Does It Work? What Do Other People Do?Does it Work?
Juniata
College has been teaching the Organic First curriculum since 1993.
There is anecdotal and quantitative evidence on its effectiveness,
although admittedly neither is adequate to answer the question definitively.
On
the anecdotal side, we can report that Juniata’s physical chemist
believes there has been an improvement in the performance of the
students in his class; however, there have been changes in the physics
and math courses also, which prevents any attribution of cause.
In addition, we can report that in exit interviews of graduating
chemistry majors conducted by non-faculty, satisfaction with the
department offerings has remained high through the transition from
old curriculum to new. Finally, graduates continue to be as successful
as ever in getting into and doing well in graduate and medical schools.
Quantitative
evidence is sketchy at best. As one might imagine, it is hard to
figure out what standardized tests are appropriate measures of what
the students know, when the curriculum does not offer the standard
courses. For years before the change, we had given the ACS first-year
test to first-year students and the ACS organic test to sophomores,
but the first-year students no longer are taking "first-year"
chemistry, so they cannot take that test after the first year. The
ACS organic test did not seem appropriate for our students at any
level.
We
arrived at the following compromise: we gave the ACS first-year
test to our juniors. We figured by that time they had experience
with all the material covered in the exam, and they had enough time
to forget it. Sure enough, we were right: the chart below shows
performance on the ACS first-year test by our juniors, both before
(red) and after the curriculum change.
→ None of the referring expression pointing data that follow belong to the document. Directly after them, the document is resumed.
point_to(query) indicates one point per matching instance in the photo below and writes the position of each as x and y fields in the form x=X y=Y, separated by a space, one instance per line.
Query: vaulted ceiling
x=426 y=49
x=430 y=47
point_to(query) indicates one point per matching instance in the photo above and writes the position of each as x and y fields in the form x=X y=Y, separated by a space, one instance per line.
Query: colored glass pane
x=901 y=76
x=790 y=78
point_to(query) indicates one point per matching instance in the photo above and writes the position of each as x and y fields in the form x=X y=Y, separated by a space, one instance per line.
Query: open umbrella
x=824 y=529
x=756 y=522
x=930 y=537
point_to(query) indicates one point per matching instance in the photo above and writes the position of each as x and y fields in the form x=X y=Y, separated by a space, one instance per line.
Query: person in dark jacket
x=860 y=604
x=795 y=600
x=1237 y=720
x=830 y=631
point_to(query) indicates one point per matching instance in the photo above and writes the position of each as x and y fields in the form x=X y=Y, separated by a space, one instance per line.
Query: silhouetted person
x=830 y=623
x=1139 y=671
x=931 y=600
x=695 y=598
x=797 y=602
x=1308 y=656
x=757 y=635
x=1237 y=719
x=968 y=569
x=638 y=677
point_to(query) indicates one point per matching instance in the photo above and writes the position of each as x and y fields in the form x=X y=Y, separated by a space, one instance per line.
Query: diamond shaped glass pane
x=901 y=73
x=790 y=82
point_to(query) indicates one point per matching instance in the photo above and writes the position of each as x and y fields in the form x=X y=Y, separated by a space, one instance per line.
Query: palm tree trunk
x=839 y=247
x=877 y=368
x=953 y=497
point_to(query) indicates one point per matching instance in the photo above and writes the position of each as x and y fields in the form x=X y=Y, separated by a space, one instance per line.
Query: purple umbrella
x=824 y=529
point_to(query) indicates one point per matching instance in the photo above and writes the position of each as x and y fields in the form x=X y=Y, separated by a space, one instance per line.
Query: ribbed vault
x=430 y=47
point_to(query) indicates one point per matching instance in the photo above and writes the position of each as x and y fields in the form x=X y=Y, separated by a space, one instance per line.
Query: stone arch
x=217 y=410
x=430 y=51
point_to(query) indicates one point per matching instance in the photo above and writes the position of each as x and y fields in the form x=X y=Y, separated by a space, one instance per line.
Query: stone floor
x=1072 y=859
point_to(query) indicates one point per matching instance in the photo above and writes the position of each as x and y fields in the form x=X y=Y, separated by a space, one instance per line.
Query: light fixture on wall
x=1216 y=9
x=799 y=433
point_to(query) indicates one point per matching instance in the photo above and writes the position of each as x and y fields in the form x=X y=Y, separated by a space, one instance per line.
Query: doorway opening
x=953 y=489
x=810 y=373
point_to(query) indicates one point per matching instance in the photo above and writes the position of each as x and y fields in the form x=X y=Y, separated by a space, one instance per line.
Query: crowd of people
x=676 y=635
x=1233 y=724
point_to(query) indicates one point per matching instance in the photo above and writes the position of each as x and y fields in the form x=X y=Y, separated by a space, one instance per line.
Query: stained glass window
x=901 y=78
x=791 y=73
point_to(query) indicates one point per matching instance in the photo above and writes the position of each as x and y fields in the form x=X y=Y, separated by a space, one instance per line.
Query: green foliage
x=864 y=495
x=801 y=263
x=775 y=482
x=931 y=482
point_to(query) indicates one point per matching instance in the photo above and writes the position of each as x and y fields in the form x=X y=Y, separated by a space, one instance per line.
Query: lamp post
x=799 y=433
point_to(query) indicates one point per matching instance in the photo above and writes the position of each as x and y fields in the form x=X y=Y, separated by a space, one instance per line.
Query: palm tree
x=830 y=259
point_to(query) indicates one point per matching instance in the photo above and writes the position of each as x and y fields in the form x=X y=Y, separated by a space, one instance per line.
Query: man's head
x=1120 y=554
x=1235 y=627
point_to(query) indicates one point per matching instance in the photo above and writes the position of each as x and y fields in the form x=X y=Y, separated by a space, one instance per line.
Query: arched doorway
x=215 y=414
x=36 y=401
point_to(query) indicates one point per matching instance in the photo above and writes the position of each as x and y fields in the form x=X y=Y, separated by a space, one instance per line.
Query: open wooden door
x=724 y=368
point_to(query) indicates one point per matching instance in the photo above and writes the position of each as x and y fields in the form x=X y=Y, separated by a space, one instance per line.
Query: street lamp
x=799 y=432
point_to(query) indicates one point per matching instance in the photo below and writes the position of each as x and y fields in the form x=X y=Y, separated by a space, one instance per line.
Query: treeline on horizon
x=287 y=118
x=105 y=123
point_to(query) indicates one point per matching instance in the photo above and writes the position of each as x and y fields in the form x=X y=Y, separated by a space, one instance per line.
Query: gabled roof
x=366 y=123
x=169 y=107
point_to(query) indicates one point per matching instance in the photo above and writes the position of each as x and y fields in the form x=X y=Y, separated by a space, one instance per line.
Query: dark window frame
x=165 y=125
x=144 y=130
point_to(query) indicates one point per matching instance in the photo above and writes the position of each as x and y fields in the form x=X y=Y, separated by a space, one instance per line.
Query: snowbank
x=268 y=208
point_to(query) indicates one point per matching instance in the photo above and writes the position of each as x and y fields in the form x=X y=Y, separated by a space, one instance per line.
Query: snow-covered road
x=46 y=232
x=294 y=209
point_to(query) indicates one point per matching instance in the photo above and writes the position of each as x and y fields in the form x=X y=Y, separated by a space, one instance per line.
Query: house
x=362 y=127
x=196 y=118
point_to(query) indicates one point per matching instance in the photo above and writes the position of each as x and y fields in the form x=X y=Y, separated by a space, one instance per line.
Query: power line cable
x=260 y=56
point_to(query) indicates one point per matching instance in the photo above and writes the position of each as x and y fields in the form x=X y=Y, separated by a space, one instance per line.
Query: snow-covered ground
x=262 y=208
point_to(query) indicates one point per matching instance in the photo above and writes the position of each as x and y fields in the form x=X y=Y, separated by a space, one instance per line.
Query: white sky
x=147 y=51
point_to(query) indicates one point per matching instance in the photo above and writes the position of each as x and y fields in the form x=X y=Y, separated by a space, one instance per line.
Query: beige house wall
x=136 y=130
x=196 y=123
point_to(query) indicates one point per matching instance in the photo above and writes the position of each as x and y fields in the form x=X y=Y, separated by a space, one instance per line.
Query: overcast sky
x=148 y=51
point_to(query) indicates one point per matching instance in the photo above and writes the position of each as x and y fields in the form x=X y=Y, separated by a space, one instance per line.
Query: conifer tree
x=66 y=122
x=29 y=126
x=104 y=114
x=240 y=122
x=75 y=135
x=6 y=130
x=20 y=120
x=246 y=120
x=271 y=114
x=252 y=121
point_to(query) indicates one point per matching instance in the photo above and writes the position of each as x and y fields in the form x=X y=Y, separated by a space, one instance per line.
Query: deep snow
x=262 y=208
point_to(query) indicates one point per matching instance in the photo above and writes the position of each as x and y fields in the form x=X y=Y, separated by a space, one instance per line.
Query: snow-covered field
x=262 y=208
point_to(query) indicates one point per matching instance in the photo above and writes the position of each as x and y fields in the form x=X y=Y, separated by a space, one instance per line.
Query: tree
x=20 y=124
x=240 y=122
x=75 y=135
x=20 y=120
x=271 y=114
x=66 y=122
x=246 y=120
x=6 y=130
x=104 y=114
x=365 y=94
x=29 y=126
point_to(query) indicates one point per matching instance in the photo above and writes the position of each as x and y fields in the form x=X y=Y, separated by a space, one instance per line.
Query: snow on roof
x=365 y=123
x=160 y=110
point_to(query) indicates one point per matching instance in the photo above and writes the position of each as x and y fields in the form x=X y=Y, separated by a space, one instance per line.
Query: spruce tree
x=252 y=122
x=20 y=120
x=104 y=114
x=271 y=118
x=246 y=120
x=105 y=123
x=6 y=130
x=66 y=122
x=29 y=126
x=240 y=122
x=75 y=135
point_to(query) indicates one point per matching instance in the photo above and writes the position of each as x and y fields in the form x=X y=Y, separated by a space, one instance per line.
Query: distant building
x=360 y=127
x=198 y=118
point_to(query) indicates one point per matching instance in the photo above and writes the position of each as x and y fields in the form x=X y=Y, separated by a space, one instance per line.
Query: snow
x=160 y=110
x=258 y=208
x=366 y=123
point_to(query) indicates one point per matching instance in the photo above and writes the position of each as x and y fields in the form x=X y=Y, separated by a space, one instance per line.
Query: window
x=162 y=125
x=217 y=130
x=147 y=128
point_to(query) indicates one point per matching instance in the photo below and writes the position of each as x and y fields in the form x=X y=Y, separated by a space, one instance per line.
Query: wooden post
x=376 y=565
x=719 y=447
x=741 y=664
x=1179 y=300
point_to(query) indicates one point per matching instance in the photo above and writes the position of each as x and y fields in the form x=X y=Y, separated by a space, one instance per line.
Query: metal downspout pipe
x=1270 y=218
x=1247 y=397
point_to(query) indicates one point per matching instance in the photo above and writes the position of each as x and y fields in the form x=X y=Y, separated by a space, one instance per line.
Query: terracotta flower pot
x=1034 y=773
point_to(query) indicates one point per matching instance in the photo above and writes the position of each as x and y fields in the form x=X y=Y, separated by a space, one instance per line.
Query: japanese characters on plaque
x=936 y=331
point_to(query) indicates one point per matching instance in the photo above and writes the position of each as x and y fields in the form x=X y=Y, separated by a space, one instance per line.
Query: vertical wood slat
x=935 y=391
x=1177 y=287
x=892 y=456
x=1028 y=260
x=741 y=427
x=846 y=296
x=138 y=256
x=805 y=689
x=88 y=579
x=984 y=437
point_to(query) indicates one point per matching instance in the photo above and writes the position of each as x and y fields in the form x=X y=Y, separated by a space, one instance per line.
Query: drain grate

The students’ performance
was depressingly low, considering that as junior chemistry majors,
they should have a pretty good handle on first-year chemistry, but
they scored only at about the 60th percentile. In the first year,
the students showed a nice 10–20 percentile improvement with
the new curriculum, until 1999, when they did worse than ever. Was
this an aberration, or were the improvements of the intervening
years accidental? We simply do not know yet.